Il est possible d’affirmer que l’abstention aux législatives reflétait la présidentialisation du régime.
L’élection présidentielle, au fil des décennies, semble encore échapper à ce phénomène, à l’instar des européennes qui, elles, parties de haut, ne régressent pas plus, mais le second tour de 2017 a constitué un premier avertissement puisque la participation de moins de 75 %, fut la plus faible depuis 1969 et ce fut d’ailleurs la première fois depuis cette date qu’une participation au second tour était inférieure à celle du premier tour.
De toute évidence, le vote par défaut induit par la présence de Marine Le Pen au second tour a démobilisé l’électorat et rien ne dit que ce phénomène ne sera pas amplifié en avril 2022.
Des mesures conjoncturelles comme la crise sanitaire, mais aussi la crise climatique, la peur de la mondialisation, la crainte de nouveaux attentats terroristes peuvent expliquer en partie cette évolution, mais nous assistons à un mouvement de fond de défiance à l’égard du pouvoir politique, fondant une abstention fataliste ou colérique.
L’abstention ne peut plus être regardée comme un simple désintérêt. Le vote blanc ou nul qui doit s’ajouter aux 25,44 % d’abstention au second tour de 2017, s’est élevé à 12 %, un record qui conforte ce constat.
L’abstention n’est pas un phénomène homogène, ce qui explique les raisons pour lesquelles nous avons des difficultés, comme d’autres d’ailleurs, a bien l’analyser. Cela paraît une banalité tant de fois répétée : les promesses non tenues tuent la confiance.
Le quinquennat de F. Hollande a porté un rude coup à la mobilisation de l’électorat populaire.
L’effet novateur de Macron, comme l’avait d’ailleurs surjoué Sarkozy en son temps, s’est révélé bien éphémère.
En reste surtout une volonté de dégagisme persistante, mais aussi de complotisme qui se réfugient actuellement dans l’abstention.
Les régionales ont été démonstratives en ce sens.

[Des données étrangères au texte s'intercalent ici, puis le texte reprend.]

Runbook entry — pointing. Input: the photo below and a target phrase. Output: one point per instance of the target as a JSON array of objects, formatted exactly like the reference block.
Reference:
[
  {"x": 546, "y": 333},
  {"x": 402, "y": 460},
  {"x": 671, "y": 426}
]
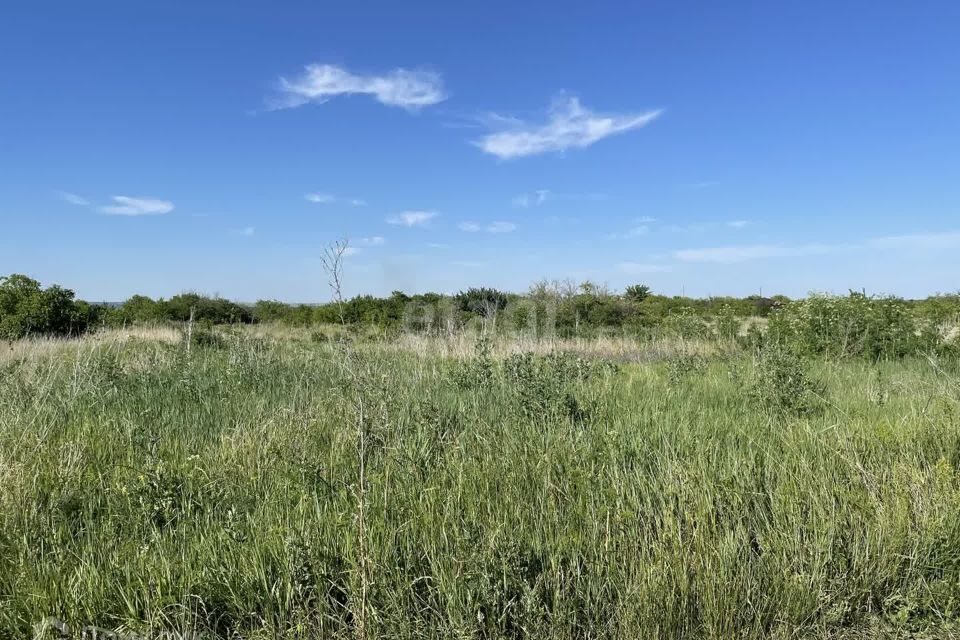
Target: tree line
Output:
[{"x": 28, "y": 309}]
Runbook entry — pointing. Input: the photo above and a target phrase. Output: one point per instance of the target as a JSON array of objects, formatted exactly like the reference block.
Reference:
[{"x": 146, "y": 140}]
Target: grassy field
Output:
[{"x": 268, "y": 486}]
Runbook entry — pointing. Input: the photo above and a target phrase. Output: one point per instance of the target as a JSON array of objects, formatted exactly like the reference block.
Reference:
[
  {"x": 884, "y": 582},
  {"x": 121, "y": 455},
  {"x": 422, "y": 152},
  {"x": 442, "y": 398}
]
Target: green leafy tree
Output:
[
  {"x": 27, "y": 309},
  {"x": 637, "y": 292}
]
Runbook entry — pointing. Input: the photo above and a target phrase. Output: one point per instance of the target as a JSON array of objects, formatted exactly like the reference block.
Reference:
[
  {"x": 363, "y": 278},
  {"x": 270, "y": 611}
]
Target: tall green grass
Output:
[{"x": 144, "y": 488}]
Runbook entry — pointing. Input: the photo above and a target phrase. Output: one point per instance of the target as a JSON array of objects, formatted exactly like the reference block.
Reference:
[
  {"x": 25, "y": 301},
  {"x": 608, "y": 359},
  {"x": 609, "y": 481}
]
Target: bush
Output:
[
  {"x": 637, "y": 292},
  {"x": 26, "y": 309},
  {"x": 856, "y": 325},
  {"x": 783, "y": 384}
]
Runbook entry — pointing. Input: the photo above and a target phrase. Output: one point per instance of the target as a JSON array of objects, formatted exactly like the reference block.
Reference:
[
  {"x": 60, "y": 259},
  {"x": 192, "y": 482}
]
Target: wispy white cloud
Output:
[
  {"x": 74, "y": 199},
  {"x": 569, "y": 126},
  {"x": 753, "y": 252},
  {"x": 412, "y": 218},
  {"x": 933, "y": 241},
  {"x": 637, "y": 268},
  {"x": 493, "y": 227},
  {"x": 501, "y": 227},
  {"x": 329, "y": 198},
  {"x": 403, "y": 88},
  {"x": 127, "y": 206},
  {"x": 534, "y": 199},
  {"x": 633, "y": 232}
]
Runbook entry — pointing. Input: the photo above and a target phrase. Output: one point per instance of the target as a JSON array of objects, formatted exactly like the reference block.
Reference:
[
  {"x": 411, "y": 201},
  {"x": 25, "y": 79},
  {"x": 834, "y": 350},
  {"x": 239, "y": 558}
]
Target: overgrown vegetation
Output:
[
  {"x": 148, "y": 486},
  {"x": 788, "y": 472}
]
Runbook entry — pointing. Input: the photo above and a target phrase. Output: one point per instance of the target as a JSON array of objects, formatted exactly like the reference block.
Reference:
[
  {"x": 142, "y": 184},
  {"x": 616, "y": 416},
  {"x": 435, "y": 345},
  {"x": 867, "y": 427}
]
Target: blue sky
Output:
[{"x": 705, "y": 148}]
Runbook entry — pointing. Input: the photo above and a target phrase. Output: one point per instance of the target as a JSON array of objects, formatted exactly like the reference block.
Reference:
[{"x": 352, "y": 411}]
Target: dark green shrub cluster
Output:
[
  {"x": 685, "y": 366},
  {"x": 855, "y": 325},
  {"x": 27, "y": 309},
  {"x": 784, "y": 385},
  {"x": 538, "y": 386}
]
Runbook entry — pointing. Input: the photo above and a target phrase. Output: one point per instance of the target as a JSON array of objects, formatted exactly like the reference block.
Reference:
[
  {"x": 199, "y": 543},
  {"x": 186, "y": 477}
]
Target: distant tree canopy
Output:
[
  {"x": 28, "y": 309},
  {"x": 854, "y": 324}
]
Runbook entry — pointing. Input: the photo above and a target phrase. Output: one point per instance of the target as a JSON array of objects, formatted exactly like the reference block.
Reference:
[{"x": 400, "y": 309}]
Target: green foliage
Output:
[
  {"x": 684, "y": 367},
  {"x": 637, "y": 292},
  {"x": 483, "y": 302},
  {"x": 784, "y": 385},
  {"x": 217, "y": 496},
  {"x": 26, "y": 309},
  {"x": 856, "y": 325}
]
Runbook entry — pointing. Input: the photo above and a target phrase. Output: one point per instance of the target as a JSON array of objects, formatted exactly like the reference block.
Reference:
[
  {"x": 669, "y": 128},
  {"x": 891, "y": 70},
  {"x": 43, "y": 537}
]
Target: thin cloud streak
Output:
[
  {"x": 329, "y": 198},
  {"x": 319, "y": 83},
  {"x": 412, "y": 218},
  {"x": 937, "y": 241},
  {"x": 493, "y": 227},
  {"x": 128, "y": 206},
  {"x": 74, "y": 199},
  {"x": 569, "y": 126}
]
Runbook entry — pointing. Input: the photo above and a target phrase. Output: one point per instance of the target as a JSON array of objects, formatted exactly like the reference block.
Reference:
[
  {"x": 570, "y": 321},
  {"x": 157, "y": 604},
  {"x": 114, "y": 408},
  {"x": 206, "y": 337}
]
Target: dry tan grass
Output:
[
  {"x": 37, "y": 349},
  {"x": 621, "y": 349}
]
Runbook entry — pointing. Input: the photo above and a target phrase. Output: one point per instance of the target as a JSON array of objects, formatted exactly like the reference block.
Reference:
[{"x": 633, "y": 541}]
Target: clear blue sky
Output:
[{"x": 710, "y": 148}]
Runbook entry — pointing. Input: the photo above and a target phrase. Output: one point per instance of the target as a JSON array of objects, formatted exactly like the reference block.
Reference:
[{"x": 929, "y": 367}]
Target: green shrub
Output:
[
  {"x": 852, "y": 326},
  {"x": 26, "y": 309},
  {"x": 783, "y": 384}
]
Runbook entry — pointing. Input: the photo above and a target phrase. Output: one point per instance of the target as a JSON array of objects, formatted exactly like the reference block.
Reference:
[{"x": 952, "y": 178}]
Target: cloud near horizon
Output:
[
  {"x": 569, "y": 126},
  {"x": 412, "y": 218},
  {"x": 128, "y": 206},
  {"x": 410, "y": 90},
  {"x": 947, "y": 240},
  {"x": 493, "y": 227},
  {"x": 329, "y": 198}
]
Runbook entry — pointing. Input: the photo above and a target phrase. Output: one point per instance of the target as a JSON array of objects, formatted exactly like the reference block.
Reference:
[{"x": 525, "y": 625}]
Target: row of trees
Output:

Furent fortement mobilisés sur un fond d’abstention massive, les seuls soutiens aux sortants. La défiance à l’égard de la politique et des élus nationaux touche dorénavant et de plein fouet les élus locaux qui, pourtant, ne sont pas concernés par les mêmes problématiques que les élus nationaux.
La décentralisation erratique rendant de plus en plus incompréhensibles les gestions locales (qui décide ? Quelles compétences ? etc), participe grandement à ce rejet. La perte d’autonomie financière des collectivités ne leur permet plus la mise en œuvre de leurs propres projets les réduisant à jouer le rôle d’exécutantes de la politique nationale.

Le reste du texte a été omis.